“Pecunia non olet”, il brocardo latino che sta a significare “il denaro non puzza”. E che quindi, da qualsiasi luogo esso venga, è sempre ben accetto.
Nel caso in questione, un giudice tributario ha richiesto il pagamento dell’Irpef, delle addizionali Irpef regionali e comunali, dei contributi e anche dell’IVA al 21% per una escort.La donna aveva guadagnato, rigorosamente in nero, 36mila euro nel 2010, ben 40mila nel 2011, 39mila nel 2012, con un incasso minimo di tremila euro al mese, esattamente cento al giorno. I finanzieri hanno trovato nella casa della donna un’agenda di appuntamento che stabiliva anche tutti gli incassi, in nero. Alle spese per le tasse la Commissione Tributaria di Savona ha richiesto anche 2mila euro per il pagamento delle spese di giudizio.

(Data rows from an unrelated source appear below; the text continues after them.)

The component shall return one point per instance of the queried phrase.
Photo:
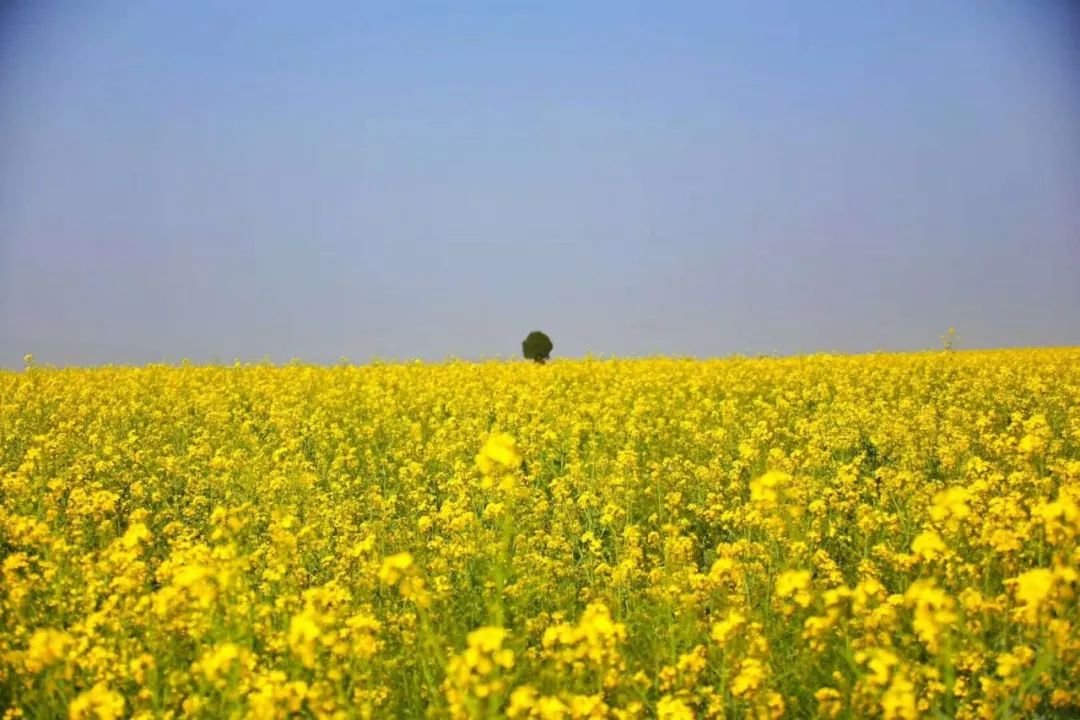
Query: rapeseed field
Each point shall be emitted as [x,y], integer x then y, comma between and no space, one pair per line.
[839,537]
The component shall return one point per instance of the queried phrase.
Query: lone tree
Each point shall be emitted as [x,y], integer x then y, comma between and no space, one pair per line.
[537,347]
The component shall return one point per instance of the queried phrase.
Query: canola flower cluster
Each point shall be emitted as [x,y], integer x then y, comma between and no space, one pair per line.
[840,537]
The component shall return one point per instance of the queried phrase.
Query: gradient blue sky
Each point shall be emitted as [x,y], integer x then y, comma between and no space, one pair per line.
[220,180]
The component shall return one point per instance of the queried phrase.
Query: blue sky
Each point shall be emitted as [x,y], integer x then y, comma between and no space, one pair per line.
[279,179]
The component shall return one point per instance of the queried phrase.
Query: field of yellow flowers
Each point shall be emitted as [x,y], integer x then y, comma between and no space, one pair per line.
[844,537]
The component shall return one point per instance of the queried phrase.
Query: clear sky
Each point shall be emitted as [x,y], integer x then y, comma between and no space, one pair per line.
[220,180]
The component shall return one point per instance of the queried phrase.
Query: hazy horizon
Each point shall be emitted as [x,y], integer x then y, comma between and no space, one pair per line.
[210,181]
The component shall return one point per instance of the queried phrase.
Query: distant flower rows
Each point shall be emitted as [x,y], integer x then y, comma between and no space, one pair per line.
[873,537]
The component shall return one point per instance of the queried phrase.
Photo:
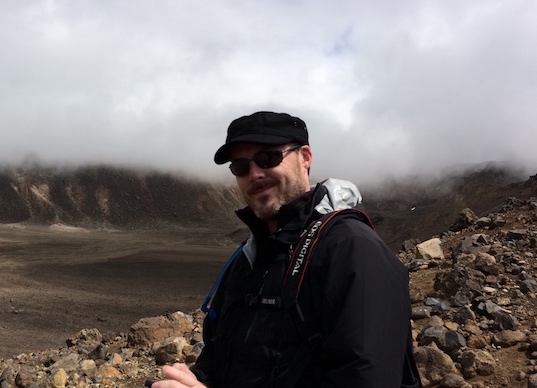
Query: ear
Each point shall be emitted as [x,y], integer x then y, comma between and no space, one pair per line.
[307,156]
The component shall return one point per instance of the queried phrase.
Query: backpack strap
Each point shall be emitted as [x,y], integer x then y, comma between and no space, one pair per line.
[302,252]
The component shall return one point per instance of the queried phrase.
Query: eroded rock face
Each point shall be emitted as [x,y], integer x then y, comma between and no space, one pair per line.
[474,320]
[480,302]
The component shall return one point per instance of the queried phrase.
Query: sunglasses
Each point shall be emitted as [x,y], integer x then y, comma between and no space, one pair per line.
[263,159]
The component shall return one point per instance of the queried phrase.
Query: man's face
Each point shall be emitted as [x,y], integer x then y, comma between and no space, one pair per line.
[266,190]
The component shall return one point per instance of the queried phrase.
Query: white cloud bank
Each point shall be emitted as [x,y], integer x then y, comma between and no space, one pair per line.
[386,88]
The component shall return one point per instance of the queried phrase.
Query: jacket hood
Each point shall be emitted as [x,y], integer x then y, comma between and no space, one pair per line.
[338,194]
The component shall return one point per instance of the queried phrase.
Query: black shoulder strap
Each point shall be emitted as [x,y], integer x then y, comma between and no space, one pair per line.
[302,252]
[295,275]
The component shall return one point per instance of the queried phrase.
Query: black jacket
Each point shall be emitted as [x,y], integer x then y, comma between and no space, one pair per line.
[354,299]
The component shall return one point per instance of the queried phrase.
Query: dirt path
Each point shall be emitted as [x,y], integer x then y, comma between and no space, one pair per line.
[57,281]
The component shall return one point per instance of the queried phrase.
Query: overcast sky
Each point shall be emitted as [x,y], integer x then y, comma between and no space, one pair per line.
[387,88]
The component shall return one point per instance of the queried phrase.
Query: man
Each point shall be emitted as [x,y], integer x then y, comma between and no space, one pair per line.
[350,325]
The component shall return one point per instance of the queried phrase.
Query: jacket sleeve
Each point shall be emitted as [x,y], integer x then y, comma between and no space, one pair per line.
[203,368]
[366,309]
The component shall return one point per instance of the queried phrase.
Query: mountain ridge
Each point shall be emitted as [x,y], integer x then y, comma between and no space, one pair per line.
[114,197]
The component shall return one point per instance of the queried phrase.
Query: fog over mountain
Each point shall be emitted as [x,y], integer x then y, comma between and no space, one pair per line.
[387,89]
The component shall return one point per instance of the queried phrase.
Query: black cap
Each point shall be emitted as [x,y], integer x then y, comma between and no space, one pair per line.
[263,128]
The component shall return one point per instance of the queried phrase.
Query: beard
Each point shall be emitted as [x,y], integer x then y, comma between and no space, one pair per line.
[267,207]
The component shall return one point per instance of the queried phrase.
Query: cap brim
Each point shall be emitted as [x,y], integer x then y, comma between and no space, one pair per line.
[223,155]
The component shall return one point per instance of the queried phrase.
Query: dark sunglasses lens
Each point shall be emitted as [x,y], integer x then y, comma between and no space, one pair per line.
[240,167]
[268,159]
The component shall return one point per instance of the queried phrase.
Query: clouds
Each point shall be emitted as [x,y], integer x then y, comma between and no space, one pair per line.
[391,88]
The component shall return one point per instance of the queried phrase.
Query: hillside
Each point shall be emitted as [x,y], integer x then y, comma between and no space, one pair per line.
[473,288]
[109,197]
[102,197]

La Commissione de quo ha sostenuto che il tipo di professione esercitata è “irrilevante”, anche se “riprovevole” sul piano morale. Da qui la citazione del noto brocardo di Vespasiano: “Pecunia non olet”. Anche l’escort è tenuta al pagamento delle tasse, in quanto ai sensi della legge civile compie “una prestazione di servizio verso corrispettivo”.